Photo Credit: NASA's Jet Propulsion Laboratory, 2012.
Source: National Geographic

It's no secret that I have always had an interest in space travel and in the space and discovery programs of NASA; I remember with excitement the Apollo missions to the moon in the 1960s, culminating in my mind with Neil Armstrong's first steps on the moon on July 21, 1969. The Space Program was largely responsible for securing my interest in hard sciences and for influencing my desire to study engineering; as was then common with many young budding scientists, I wanted to work for NASA. 

So, when the Curiosity rover landed on Mars earlier this week, to be precise at 1:32 a.m. (EDT) on Monday August 6th, after a 36-week flight and a 352 million-mile journey, I had to take a look at the photos; there's one above and a link to NASA's Jet Propulsion Lab for more. It's both fascinating and surreal; it's also a view into another world different than ours. 
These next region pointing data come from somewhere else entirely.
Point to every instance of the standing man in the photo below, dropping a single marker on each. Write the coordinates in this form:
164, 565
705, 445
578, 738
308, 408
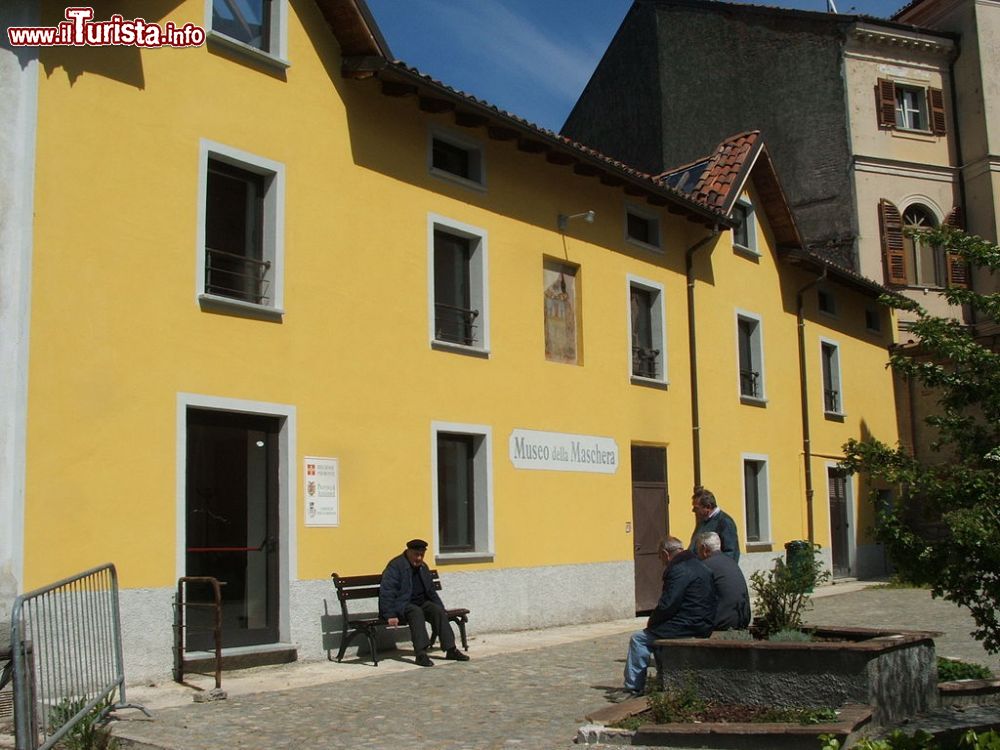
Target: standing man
407, 593
686, 610
710, 517
733, 610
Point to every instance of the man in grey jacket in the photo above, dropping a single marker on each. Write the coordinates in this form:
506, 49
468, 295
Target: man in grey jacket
407, 593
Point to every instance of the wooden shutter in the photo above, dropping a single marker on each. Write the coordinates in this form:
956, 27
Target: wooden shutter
885, 98
938, 122
893, 250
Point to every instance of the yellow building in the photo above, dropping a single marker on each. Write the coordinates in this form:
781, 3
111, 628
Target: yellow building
281, 303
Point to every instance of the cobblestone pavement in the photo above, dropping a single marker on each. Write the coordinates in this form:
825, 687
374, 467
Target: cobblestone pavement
533, 699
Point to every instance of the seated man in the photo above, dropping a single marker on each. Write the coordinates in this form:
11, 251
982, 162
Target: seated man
686, 609
733, 612
407, 593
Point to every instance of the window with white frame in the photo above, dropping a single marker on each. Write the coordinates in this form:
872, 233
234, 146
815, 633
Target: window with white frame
745, 233
750, 347
463, 489
458, 296
456, 158
241, 229
833, 397
255, 26
648, 332
642, 227
756, 499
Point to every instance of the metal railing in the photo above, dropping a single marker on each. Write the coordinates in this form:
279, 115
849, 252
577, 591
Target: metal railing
67, 649
237, 276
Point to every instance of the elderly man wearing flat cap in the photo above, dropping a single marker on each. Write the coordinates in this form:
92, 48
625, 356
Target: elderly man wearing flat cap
407, 593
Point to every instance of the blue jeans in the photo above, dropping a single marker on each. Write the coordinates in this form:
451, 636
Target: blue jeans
640, 652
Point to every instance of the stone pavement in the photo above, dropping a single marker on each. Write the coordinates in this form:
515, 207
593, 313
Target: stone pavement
521, 690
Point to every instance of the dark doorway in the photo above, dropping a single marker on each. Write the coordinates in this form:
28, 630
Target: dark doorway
232, 524
837, 480
649, 522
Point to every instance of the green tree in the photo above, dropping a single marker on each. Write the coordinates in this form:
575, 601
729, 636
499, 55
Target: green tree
943, 527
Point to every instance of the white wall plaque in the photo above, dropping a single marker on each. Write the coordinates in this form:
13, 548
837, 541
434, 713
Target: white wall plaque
321, 484
559, 451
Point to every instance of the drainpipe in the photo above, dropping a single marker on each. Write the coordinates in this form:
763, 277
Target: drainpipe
804, 395
692, 351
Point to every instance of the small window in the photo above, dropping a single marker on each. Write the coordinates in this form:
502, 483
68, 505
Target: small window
255, 26
751, 357
646, 325
756, 500
642, 228
241, 238
456, 158
462, 503
458, 293
833, 400
561, 312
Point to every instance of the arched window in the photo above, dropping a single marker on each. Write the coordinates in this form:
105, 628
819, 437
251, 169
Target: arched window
924, 262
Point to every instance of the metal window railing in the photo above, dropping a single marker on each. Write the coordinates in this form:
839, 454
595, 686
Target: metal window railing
67, 653
455, 324
750, 383
237, 276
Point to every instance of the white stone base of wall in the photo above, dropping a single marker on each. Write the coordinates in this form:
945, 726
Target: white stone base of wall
500, 600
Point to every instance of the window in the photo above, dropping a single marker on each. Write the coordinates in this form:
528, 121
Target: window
642, 228
751, 357
903, 106
833, 402
456, 158
241, 235
458, 317
756, 501
463, 490
646, 325
257, 27
745, 233
561, 312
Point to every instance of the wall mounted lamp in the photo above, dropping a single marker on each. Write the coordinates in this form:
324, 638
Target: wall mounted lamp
587, 216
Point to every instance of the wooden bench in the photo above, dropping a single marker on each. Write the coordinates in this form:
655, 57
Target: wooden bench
366, 587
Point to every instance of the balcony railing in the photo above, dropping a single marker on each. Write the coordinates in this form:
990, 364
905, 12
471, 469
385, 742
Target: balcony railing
644, 362
455, 324
750, 383
236, 276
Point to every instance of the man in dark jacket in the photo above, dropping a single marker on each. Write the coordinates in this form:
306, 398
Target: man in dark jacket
733, 610
686, 609
710, 517
407, 593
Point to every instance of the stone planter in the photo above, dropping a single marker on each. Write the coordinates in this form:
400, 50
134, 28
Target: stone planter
893, 672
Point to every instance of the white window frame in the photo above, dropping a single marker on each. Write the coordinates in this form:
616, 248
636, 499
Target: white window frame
751, 248
658, 326
483, 488
477, 158
757, 351
273, 238
764, 493
478, 281
837, 381
654, 224
276, 56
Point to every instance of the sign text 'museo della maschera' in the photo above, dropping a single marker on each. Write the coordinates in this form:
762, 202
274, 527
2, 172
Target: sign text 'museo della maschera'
559, 451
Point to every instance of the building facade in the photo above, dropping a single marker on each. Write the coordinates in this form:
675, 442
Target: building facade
284, 303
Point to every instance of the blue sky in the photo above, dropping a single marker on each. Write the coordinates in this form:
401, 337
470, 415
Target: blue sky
530, 57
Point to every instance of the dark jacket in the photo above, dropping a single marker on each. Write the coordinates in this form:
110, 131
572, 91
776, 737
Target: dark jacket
687, 606
733, 608
723, 525
396, 589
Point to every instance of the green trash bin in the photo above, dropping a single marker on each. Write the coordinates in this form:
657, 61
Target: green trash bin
798, 558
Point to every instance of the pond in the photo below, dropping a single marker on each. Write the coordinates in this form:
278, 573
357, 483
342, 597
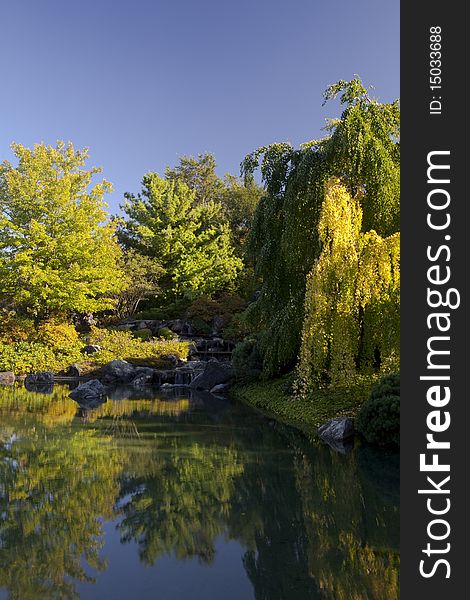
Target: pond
176, 496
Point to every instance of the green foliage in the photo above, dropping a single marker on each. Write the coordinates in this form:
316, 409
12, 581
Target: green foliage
362, 149
247, 360
239, 201
165, 333
57, 253
29, 357
142, 334
52, 346
201, 327
15, 328
60, 336
198, 173
190, 239
141, 276
237, 328
275, 398
122, 344
379, 417
224, 306
352, 298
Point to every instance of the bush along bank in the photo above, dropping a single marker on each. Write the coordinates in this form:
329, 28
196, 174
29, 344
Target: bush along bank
374, 407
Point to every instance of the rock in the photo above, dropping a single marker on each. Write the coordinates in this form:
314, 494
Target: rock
40, 382
91, 349
7, 378
338, 433
88, 392
144, 376
41, 378
171, 361
214, 373
125, 327
118, 370
220, 388
74, 371
217, 324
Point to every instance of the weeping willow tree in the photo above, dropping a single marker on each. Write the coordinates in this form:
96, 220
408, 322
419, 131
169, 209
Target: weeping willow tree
361, 148
352, 298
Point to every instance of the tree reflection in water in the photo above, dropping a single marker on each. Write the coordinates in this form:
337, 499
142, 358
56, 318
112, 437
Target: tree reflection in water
313, 524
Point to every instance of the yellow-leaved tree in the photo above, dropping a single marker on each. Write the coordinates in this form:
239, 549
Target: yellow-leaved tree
352, 317
57, 250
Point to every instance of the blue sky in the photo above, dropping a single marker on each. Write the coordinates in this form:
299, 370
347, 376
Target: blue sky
142, 82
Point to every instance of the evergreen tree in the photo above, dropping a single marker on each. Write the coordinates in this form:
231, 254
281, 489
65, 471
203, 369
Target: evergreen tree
189, 239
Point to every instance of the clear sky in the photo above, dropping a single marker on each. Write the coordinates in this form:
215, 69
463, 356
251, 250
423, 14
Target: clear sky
142, 82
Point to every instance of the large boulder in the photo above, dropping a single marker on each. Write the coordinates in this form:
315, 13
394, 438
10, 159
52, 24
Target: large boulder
119, 371
74, 371
42, 382
338, 434
144, 376
7, 378
170, 360
88, 392
214, 373
41, 378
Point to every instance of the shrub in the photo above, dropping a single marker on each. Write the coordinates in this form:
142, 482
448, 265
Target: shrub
14, 328
62, 337
165, 333
28, 357
379, 417
143, 334
122, 344
201, 327
247, 360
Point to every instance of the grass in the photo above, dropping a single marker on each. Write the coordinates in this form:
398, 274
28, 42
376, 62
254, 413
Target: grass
273, 397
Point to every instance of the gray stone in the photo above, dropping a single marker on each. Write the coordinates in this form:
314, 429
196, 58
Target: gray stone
88, 391
40, 378
337, 430
144, 376
170, 359
214, 373
220, 388
118, 370
7, 378
74, 371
As National Geographic writes:

Centered in Gale Crater, the 18,000-foot (5,500-meter) peak "is taller than any mountain in the lower 48 [U.S.] states," geologist John Grotzinger, part of the Curiosity team, said at a July 16 press conference. The goal is for the rover—also called the Mars Science Laboratory—to climb Mount Sharp and analyze layers spanning all of Mars's major geological epochs.
Along the way, the so-called Hazcams will help spot obstacles that could stymie even this remarkably capable rover.
Curiosity is capable of climbing slopes inclined up to 30 degrees, depending on the firmness of the surface.
"We [have done] simulations with the engineering teams to find paths that we could be very secure in," Grotzinger said. "If one doesn't work, we can go down and pick another."
The chief aim of NASA's $2.5-billion mission is to determine if Mars has an environment that can supoort life, in particular microbial life. The one-ton rover has been designed to conduct analyses of air, rock and soil samples—it is loaded with 10 scientific instruments. The Curiosity rover was launched from Cape Canaveral in Florida on Nov. 26, 2011. It will stay on the planet for about two years. Congratulations are due to the team at NASA's Jet Propulsion Laboratory.